With the new tallest building, the Burj Dubai, getting ready to open its doors, it’s time to start comparing building heights again. Skyscrapers make for great infographics, and there should be plenty of opportunities for height-comparison diagrams in the coming years. By 2020, the Burj Dubai will be overtaken by three taller skyscrapers if funding holds out. (See graphic above.)

When you begin researching an infographic on skyscraper heights, start first at the Council on Tall Buildings and Urban Habitat. (http://www.ctbuh.org) Their “tallest database” has emerged as the accepted source at many news organizations.

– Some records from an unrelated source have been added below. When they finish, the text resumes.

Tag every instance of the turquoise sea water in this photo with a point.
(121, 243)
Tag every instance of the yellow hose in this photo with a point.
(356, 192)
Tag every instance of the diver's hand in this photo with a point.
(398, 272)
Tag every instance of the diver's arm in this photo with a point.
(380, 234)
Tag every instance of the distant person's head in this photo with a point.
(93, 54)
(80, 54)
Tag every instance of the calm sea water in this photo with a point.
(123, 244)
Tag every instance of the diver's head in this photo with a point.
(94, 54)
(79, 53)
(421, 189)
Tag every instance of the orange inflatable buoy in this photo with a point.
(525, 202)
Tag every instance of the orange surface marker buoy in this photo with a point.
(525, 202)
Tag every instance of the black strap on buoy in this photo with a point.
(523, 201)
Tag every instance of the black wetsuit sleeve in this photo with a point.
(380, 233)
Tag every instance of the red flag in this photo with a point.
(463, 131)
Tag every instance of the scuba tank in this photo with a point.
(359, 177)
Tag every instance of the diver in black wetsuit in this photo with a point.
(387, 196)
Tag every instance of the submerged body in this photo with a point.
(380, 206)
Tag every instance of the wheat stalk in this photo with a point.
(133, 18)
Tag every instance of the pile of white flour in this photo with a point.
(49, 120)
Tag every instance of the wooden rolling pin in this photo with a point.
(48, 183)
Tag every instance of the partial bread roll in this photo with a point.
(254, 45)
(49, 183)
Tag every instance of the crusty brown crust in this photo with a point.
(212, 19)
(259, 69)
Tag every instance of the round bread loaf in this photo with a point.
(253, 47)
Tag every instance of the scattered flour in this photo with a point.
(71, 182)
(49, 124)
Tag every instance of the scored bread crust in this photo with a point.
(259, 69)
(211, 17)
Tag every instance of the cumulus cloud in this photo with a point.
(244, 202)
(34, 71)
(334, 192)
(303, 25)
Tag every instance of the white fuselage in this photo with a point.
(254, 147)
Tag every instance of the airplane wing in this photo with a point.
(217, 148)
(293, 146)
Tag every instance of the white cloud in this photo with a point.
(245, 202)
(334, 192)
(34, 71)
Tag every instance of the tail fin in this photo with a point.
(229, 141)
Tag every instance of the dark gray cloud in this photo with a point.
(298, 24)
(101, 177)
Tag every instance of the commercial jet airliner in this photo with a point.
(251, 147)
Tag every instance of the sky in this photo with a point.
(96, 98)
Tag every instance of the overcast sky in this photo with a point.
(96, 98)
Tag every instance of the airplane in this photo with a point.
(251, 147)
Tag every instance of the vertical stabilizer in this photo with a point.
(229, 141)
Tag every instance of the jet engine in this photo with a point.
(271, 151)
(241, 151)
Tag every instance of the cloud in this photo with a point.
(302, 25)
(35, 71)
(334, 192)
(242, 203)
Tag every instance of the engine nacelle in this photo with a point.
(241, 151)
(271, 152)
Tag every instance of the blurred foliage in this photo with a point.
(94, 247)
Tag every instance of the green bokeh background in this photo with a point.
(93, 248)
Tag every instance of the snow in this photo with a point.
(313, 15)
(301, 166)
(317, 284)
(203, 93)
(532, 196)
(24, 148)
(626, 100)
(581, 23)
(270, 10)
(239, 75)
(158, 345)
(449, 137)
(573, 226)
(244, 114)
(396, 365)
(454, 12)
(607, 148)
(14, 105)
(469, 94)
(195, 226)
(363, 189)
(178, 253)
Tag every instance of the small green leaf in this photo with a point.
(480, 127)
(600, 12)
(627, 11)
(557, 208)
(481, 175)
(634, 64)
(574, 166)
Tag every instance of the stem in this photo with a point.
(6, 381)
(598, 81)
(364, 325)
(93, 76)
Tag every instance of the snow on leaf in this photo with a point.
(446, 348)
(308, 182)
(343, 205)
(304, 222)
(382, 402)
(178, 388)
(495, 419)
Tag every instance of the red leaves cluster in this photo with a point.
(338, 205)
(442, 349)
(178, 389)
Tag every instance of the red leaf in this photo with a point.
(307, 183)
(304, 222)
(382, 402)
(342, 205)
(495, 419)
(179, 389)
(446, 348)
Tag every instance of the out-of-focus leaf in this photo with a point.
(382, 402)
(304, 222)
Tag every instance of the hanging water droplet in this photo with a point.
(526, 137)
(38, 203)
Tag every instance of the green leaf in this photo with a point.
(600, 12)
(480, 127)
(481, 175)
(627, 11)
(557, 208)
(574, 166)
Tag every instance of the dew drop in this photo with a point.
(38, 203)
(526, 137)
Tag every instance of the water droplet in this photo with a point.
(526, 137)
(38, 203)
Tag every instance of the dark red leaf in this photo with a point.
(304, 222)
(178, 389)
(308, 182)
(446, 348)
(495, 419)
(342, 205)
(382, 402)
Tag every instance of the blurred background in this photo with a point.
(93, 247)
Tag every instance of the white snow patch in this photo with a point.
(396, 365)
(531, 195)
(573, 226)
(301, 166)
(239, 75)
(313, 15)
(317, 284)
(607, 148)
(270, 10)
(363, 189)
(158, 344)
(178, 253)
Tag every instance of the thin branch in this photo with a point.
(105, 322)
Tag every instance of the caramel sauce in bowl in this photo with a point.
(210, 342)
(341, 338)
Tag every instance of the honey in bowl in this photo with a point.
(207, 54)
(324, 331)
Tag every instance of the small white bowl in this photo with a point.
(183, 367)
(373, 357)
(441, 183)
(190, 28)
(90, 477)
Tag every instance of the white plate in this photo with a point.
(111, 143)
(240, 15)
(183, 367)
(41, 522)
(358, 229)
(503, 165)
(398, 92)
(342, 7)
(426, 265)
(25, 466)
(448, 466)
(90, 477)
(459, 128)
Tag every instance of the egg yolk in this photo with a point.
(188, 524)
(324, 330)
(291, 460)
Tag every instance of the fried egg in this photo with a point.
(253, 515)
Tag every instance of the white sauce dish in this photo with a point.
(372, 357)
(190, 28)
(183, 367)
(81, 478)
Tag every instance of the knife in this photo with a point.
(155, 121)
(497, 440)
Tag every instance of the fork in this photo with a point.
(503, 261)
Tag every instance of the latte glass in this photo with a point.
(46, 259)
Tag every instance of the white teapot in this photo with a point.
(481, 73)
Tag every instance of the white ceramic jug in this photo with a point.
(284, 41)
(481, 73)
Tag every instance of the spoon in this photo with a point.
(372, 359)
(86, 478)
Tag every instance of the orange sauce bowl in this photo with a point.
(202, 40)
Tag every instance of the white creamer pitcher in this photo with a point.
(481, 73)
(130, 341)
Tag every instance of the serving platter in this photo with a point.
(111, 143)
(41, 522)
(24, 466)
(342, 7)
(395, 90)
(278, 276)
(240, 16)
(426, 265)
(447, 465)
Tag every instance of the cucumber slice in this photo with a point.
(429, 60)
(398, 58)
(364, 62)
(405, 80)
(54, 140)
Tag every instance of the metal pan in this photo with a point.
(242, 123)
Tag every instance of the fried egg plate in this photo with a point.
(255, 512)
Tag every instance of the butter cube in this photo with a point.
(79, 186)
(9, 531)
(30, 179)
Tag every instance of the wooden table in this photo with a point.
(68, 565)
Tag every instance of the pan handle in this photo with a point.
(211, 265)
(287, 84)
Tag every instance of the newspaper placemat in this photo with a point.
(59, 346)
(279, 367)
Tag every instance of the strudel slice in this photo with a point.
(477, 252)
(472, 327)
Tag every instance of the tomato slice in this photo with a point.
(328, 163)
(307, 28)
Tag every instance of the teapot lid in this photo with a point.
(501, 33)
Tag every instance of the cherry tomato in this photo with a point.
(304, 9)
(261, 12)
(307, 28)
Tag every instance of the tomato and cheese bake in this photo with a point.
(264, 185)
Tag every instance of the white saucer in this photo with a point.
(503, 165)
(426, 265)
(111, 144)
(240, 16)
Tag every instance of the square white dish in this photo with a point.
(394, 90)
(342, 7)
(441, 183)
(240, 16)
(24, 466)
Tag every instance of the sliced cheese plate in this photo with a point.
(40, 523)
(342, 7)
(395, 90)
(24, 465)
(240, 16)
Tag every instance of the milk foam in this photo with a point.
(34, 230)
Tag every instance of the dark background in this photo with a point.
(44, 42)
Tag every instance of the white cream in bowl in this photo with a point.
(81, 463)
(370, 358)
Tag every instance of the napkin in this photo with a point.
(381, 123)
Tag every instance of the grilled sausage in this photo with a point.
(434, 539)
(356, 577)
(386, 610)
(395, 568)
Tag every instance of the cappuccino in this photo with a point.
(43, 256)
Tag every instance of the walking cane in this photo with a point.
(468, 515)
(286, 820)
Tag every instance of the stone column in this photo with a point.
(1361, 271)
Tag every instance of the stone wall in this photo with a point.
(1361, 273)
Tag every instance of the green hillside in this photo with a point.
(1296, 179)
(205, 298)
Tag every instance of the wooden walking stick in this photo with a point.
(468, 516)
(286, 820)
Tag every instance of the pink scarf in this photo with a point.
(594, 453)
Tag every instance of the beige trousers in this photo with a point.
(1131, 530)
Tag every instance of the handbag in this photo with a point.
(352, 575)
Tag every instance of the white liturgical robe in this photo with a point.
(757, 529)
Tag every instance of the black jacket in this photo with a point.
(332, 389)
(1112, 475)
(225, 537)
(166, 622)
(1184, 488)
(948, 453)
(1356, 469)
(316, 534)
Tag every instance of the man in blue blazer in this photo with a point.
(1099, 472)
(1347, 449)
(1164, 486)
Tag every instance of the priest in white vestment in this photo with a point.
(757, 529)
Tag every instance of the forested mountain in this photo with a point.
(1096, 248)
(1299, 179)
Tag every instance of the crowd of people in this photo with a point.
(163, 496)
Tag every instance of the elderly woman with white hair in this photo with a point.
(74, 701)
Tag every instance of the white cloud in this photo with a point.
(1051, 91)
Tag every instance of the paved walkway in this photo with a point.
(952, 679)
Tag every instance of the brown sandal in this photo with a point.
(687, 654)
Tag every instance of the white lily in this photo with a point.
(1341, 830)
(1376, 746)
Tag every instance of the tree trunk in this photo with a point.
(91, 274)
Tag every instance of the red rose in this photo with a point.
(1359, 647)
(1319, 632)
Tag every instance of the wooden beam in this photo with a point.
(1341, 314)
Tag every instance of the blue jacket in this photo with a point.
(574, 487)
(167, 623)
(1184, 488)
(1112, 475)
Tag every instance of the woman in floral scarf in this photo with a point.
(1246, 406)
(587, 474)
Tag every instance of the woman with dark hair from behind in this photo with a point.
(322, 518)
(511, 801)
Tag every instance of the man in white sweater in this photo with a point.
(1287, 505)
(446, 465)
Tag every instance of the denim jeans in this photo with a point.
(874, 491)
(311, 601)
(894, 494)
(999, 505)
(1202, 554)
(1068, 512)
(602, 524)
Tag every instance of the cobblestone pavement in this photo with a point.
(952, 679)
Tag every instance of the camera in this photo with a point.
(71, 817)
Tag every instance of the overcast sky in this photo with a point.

Disagreements arise over whether to count spires and antennae on the tops of buildings. For instance, the council doesn’t include the antennae on the top of the Willis Tower in Chicago. Also, be careful to distinguish between the tallest BUILDINGS and the tallest STRUCTURES. The CN Tower in Toronto and a TV tower in North Dakota beat out former record-holder Taipae 101, but they are structures, not buildings with occupied floors.

Here is a recent Wall Street Journal infographic that intentionally mixes tall structures and buildings:

tallbuildingsjournal

And a San Francicso Chronicle graphic from 2001:

tallchron


Taking apart the stimulus bill

August 17, 2009

stimulussm

This graphic is a bit dated now, but it still serves as an inspiring example of how you can take a dry numerical analysis and make it come alive.

http://www.washingtonpost.com/wp-dyn/content/graphic/2009/02/01/GR2009020100154.html

It shows at a glance where government stimulus money would go and when it would be spent. It is also a beautiful functional design piece that evokes falling rain and flowing water.